Lauren Highleyman — Manager, Projects & Partnerships at Root Solutions
Lauren is a communicator and behavior change strategist with experience in strategic communication, fundraising, and project and event coordination for non-profits, public agencies, and higher education institutions. After studying environmental policy and economics at UC San Diego, she saw a need for greater evidence-informed decision making, programs, and communication in the non-profit space and returned to school at the University of Michigan for a Master of Science in Natural Resources & Environment.
After three very cold years in Michigan studying and teaching other students about behavior change for environmental stewardship, Lauren is applying her expertise at Root Solutions by helping non-profits, campuses, and government agencies use behavioral science to increase the efficiency and effectiveness of their initiatives.
What is the educational and career path that led to your current career?
While doing my undergraduate studies at UC San Diego, I knew I would dedicate my career to solving environmental problems. However it was not until I entered the full-time work force that I became fully aware of the importance of communication in doing so. Through working in various positions after college, I observed and grew fascinated by how much the success of any initiative depends on how information is framed and presented to the people involved.
During this time I also realized that my efforts to drive less, eat sustainably produced food, and reduce my material consumption and waste are results of both experiential learning opportunities and moments when information was presented to me in ways persuasive enough to change both my opinions and behavior. It was realizing the importance of communication and education in my own journey that motivated me to go to graduate school to focus my career on environmental behavior, education, and communication.
What environmental issues are of most concern to you?
Picking one environmental issue that is of most concern is a tough one for me – because I see them all as being so interconnected! While the environmental issues that concern me are many, what connects them is my deep interest in mitigating them through education and communication practices that more effectively create behavior and policy change.
However if I have to pick one, I am especially interested in how we can make our food system healthier for both people and the planet, not only because of issues like climate change and soil degradation, but also because the food we eat has such important consequences for human well-being and our ability to grow the next generation of healthy, intelligent, thoughtful leaders!
What are your suggestions on how WEN members can become more involved in your sector of the environmental movement?
I encourage WEN members to try to attend a training about how to motivate positive environmental behavior change. We have so much data about environmental problems, as well as many of the technical and policy solutions available to mitigate them. The biggest challenge lies in being able to effectively communicate about those problems and solutions in ways that resonate with the values and motivators of your audience.

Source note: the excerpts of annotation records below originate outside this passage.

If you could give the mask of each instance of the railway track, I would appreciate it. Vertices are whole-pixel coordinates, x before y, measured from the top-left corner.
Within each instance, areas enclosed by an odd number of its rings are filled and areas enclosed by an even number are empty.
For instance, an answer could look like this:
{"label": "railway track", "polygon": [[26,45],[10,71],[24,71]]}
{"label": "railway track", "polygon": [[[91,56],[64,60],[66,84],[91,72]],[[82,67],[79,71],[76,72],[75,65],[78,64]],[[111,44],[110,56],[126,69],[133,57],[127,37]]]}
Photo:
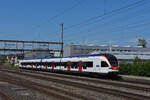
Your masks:
{"label": "railway track", "polygon": [[[4,70],[3,70],[4,71]],[[79,83],[79,82],[75,82],[75,81],[69,81],[69,80],[65,80],[64,79],[64,76],[61,77],[62,79],[59,79],[60,76],[57,76],[57,78],[50,78],[50,77],[45,77],[46,75],[48,74],[44,74],[45,76],[41,76],[41,73],[40,74],[33,74],[31,72],[16,72],[16,71],[8,71],[8,70],[5,70],[6,72],[8,73],[13,73],[13,74],[18,74],[18,75],[24,75],[24,76],[28,76],[28,77],[32,77],[32,78],[36,78],[36,79],[41,79],[41,80],[46,80],[46,81],[52,81],[52,82],[57,82],[57,83],[60,83],[60,84],[63,84],[63,85],[69,85],[69,86],[73,86],[73,87],[76,87],[76,88],[82,88],[82,89],[86,89],[86,90],[91,90],[91,91],[95,91],[95,92],[99,92],[99,93],[106,93],[106,94],[111,94],[111,95],[115,95],[115,96],[120,96],[120,97],[124,97],[124,98],[127,98],[127,99],[137,99],[137,100],[141,100],[141,99],[145,99],[145,100],[149,100],[150,99],[150,96],[146,96],[146,95],[142,95],[142,94],[136,94],[136,93],[132,93],[132,92],[127,92],[127,91],[121,91],[121,90],[117,90],[117,89],[111,89],[111,88],[104,88],[104,87],[99,87],[99,86],[94,86],[94,85],[91,85],[91,84],[84,84],[84,83]],[[52,76],[52,74],[49,74]],[[56,76],[55,76],[56,77]],[[58,78],[59,77],[59,78]],[[69,78],[69,76],[65,77],[65,78]],[[80,78],[69,78],[69,79],[72,79],[72,80],[81,80]],[[90,81],[90,80],[87,80],[87,79],[82,79],[81,81]],[[91,80],[93,82],[93,80]],[[96,83],[100,82],[100,81],[94,81]],[[102,83],[102,81],[101,81]],[[110,85],[110,83],[106,83],[103,81],[103,84],[107,84],[107,85]],[[119,85],[119,84],[113,84],[113,85],[116,85],[118,87],[120,86],[125,86],[123,84]],[[129,85],[128,86],[125,86],[126,88],[129,88]],[[134,87],[134,89],[137,89],[137,87]],[[139,89],[140,90],[140,89]],[[148,91],[147,88],[145,88],[143,91]]]}
{"label": "railway track", "polygon": [[[30,88],[33,90],[38,90],[39,92],[44,93],[47,96],[50,96],[50,97],[53,96],[57,100],[77,100],[77,99],[81,99],[81,100],[91,100],[92,99],[92,100],[94,100],[93,98],[87,98],[80,94],[71,93],[71,92],[61,90],[59,88],[47,86],[47,85],[42,85],[40,83],[36,83],[36,82],[30,81],[30,80],[26,80],[24,78],[22,79],[20,77],[8,75],[6,73],[1,73],[1,75],[3,76],[3,80],[1,78],[1,81],[3,81],[3,82],[8,82],[11,84],[27,87],[27,88]],[[21,75],[21,74],[19,74],[19,75]]]}
{"label": "railway track", "polygon": [[0,99],[3,99],[3,100],[12,100],[9,95],[7,95],[6,93],[4,93],[1,90],[0,90]]}
{"label": "railway track", "polygon": [[[102,80],[102,79],[96,79],[96,78],[92,79],[92,78],[87,78],[87,77],[86,78],[85,77],[76,77],[76,76],[68,76],[68,75],[37,72],[37,71],[28,71],[28,70],[25,70],[25,71],[30,72],[30,73],[36,73],[36,74],[39,74],[39,75],[42,74],[42,75],[45,75],[45,76],[53,76],[55,78],[59,77],[59,78],[69,79],[69,80],[84,81],[84,82],[94,83],[94,84],[113,85],[113,86],[117,86],[117,87],[124,87],[124,88],[130,88],[130,89],[150,92],[150,87],[143,87],[142,86],[143,85],[142,81],[136,82],[135,80],[127,80],[126,79],[126,80],[119,80],[118,82],[116,82],[116,81],[113,81],[113,80]],[[139,84],[140,86],[137,86],[137,84]],[[150,84],[144,82],[144,85],[150,85]]]}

Fortunately, various fields — including behavioral science, environmental psychology and community-based social marketing — provide us with ways we can be more effective at achieving pro-environmental behavior change at scale! Root Solutions offers trainings and resources on this topic, and we are working on a book that will be published in 2020. There are also lots of free resources online about this topic; for example you can check out the Society of Conservation Biology’s Conservation Marketing & Engagement Group, SMANA (Social Marketing Association of North America), NNOCI (National Network for Ocean and Climate Change Interpretation), and BECC (Behavior, Energy and Climate Change). I’m happy to talk more with anyone interested in learning more about this field!